A MakerBot 3-D printer prints Nokia cellphone cases.
Matt Clinch | CNBC
A MakerBot 3-D printer prints Nokia cellphone cases.

Imagine you hit a button on your printer, and out emerges a prototype of a prosthetic leg or a component for a space shuttle. The moment has arrived, and it means big things for 3-D printing companies. One Dutch architect even has plans to print a 1,100 square-foot house. The European Space Agency is looking into building a lunar colony with a 3-D printer that uses moon dust.
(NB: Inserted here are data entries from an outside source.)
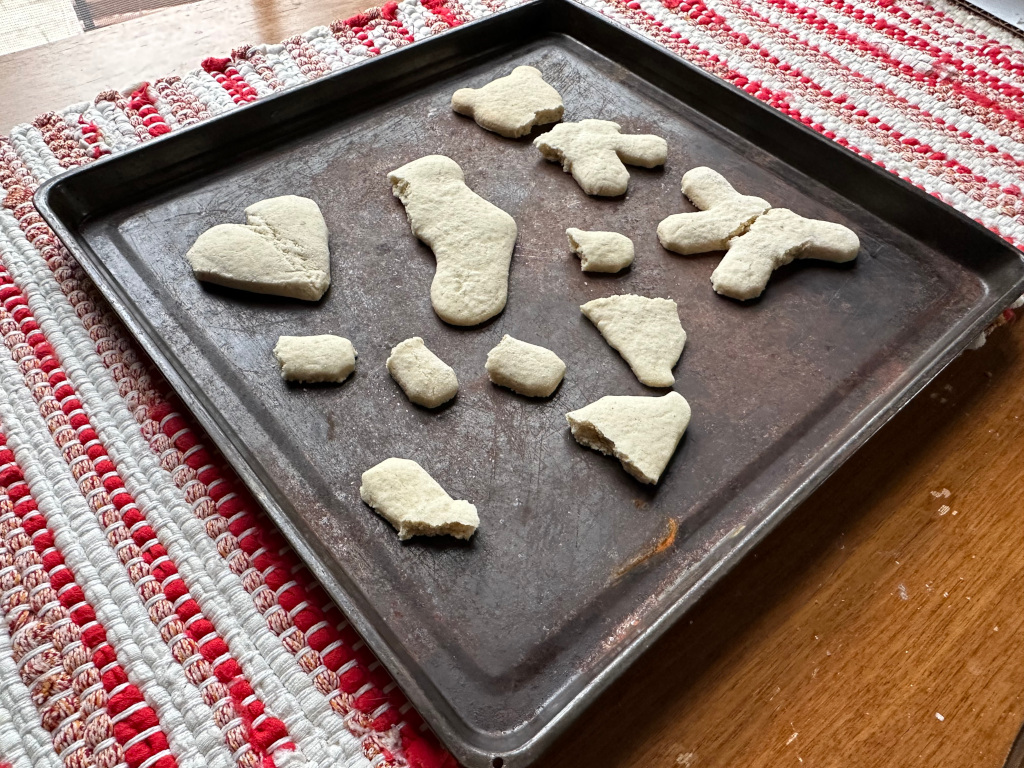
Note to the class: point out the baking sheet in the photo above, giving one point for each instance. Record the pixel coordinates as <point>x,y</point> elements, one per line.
<point>577,566</point>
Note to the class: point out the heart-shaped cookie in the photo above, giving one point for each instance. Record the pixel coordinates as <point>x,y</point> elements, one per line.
<point>282,249</point>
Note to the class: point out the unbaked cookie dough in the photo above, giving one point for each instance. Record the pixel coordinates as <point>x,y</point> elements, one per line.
<point>641,432</point>
<point>646,332</point>
<point>424,377</point>
<point>314,358</point>
<point>724,214</point>
<point>282,249</point>
<point>511,105</point>
<point>600,252</point>
<point>596,154</point>
<point>471,239</point>
<point>775,239</point>
<point>526,369</point>
<point>402,493</point>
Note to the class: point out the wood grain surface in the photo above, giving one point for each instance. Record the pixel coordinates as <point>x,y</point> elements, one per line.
<point>880,626</point>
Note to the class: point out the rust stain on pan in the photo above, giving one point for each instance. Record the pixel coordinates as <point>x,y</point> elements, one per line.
<point>660,546</point>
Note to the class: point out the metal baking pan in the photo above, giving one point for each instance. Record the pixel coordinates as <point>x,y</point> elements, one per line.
<point>577,568</point>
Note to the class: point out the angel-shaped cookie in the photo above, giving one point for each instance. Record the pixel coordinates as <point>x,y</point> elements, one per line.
<point>511,105</point>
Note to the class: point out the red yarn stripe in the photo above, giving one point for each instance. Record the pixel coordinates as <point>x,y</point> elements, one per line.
<point>122,694</point>
<point>119,512</point>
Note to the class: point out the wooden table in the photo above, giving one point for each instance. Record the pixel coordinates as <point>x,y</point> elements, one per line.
<point>881,625</point>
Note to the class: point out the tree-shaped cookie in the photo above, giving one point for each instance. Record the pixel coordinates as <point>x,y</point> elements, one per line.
<point>775,239</point>
<point>641,432</point>
<point>724,214</point>
<point>646,332</point>
<point>596,154</point>
<point>511,105</point>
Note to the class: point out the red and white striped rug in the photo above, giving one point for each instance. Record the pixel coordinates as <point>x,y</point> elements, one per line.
<point>150,614</point>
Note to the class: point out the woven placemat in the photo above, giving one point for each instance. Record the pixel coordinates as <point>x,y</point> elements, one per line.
<point>150,614</point>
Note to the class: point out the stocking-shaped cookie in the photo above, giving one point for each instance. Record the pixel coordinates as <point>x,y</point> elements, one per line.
<point>724,214</point>
<point>471,239</point>
<point>775,239</point>
<point>511,105</point>
<point>596,154</point>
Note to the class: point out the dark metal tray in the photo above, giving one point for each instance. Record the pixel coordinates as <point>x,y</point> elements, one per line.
<point>577,567</point>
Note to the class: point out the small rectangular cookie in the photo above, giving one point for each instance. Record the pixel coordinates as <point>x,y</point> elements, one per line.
<point>424,377</point>
<point>314,358</point>
<point>526,369</point>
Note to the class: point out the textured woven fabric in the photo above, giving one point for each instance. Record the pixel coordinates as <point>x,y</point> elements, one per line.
<point>150,614</point>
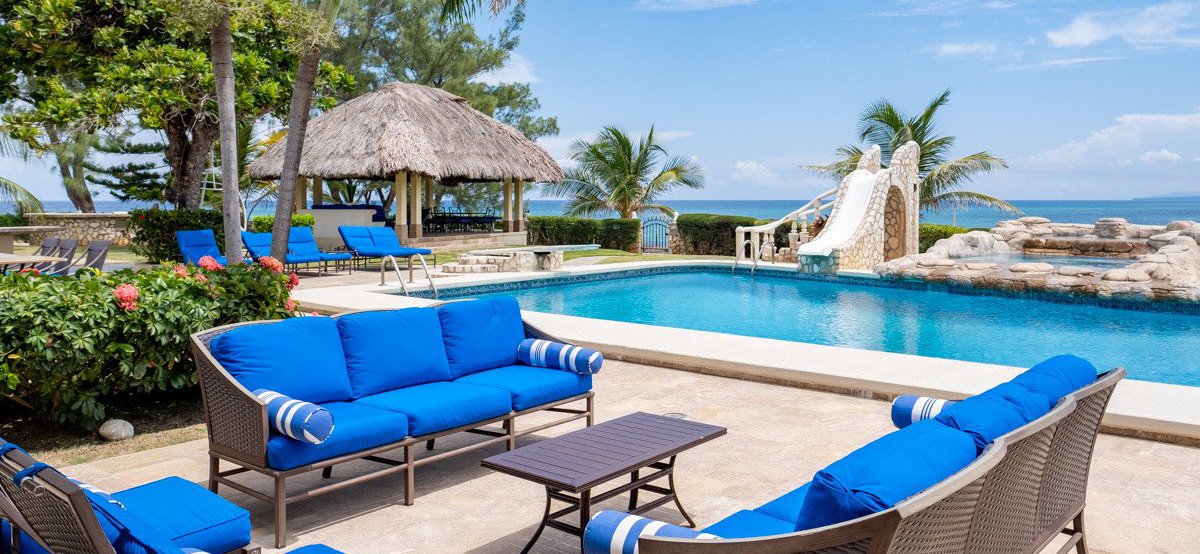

Looking to get started? Design your products for the aerospace industry and the medical sector: Those will drive the most growth, with the greatest profit potential. "Companies are going after markets where the volumes are relatively low and the value and complexity of products are high," says Terry Wohlers, president of Wohlers Associates, a consulting firm.

How big will it get?

The market could reach $3 billion—that's Global Industry Analysts's worldwide projection for 2018.

(Read more: 3-D Printing Sparks Innovation Among Small Companies)

How much do I need?

You'll need capital. How much depends on your ambition: $20,000 to $600,000 for a commercial printer, if you want to make aerospace parts or prosthetics. A $500 version will do for toys or necklaces.

Who's in it?

There are big incumbents. Stratasys controlled 56 percent of the market in 2012. Venture capital-backed Shapeways is the leader in on-demand printing.

(Read more: Made in the USA: More Consumers Buying American)

What's the ideal prior job?

Professor of mechanical engineering

Industry Buzzword

Makers: the industry's community of DIY-ers and hobbyists.